週刊文春で、新聞記者らと賭けマージャンをした疑いを報じられた東京高検の黒川弘務検事長(63)が、辞職する意向を固めたことが21日、分かった。

安倍晋三首相サイドにも伝えられたとみられ、今後後任の人事が進められる。

黒川氏をめぐっては、「文春オンライン」が20日、緊急事態宣言下の今月初め、産経新聞の記者2人、朝日新聞の元検察担当記者の4人と、賭けマージャンをした疑いがあると報道。外出自粛が求められていたさなか、東京高検トップに賭けマージャンの疑いが浮上し、野党だけでなく与党内からも辞職を求める声が出るなど、早期辞職は避けられない情勢とみられていた。
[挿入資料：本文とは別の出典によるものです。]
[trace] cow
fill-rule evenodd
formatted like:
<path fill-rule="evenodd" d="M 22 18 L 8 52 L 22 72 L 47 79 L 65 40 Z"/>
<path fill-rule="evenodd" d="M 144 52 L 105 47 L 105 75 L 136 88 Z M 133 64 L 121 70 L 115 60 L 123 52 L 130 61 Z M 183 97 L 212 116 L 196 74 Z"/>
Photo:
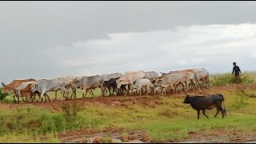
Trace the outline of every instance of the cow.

安倍政権は今年1月、法改正を経ずに異例の定年延長を閣議決定し、強い批判を浴びた。政権に近いとされる黒川氏の次期検事総長就任を見据えた動きといわれた。しかしここにきて、世論の批判や検察OBの反対が拡大。政府与党は今国会で成立を目指した検察庁法改正案について、18日に今国会での成立を断念したばかり。閣議決定で、8月7日まで東京高検検事長を務められることになっていた黒川氏の今後に大きな関心が注がれる中、まさかの展開となった。

一連の黒川氏問題の「原点」は、政府の強引で異例な閣議決定だけに、安倍晋三首相の責任も問われることになる。政権が受ける打撃は広がる一方だ。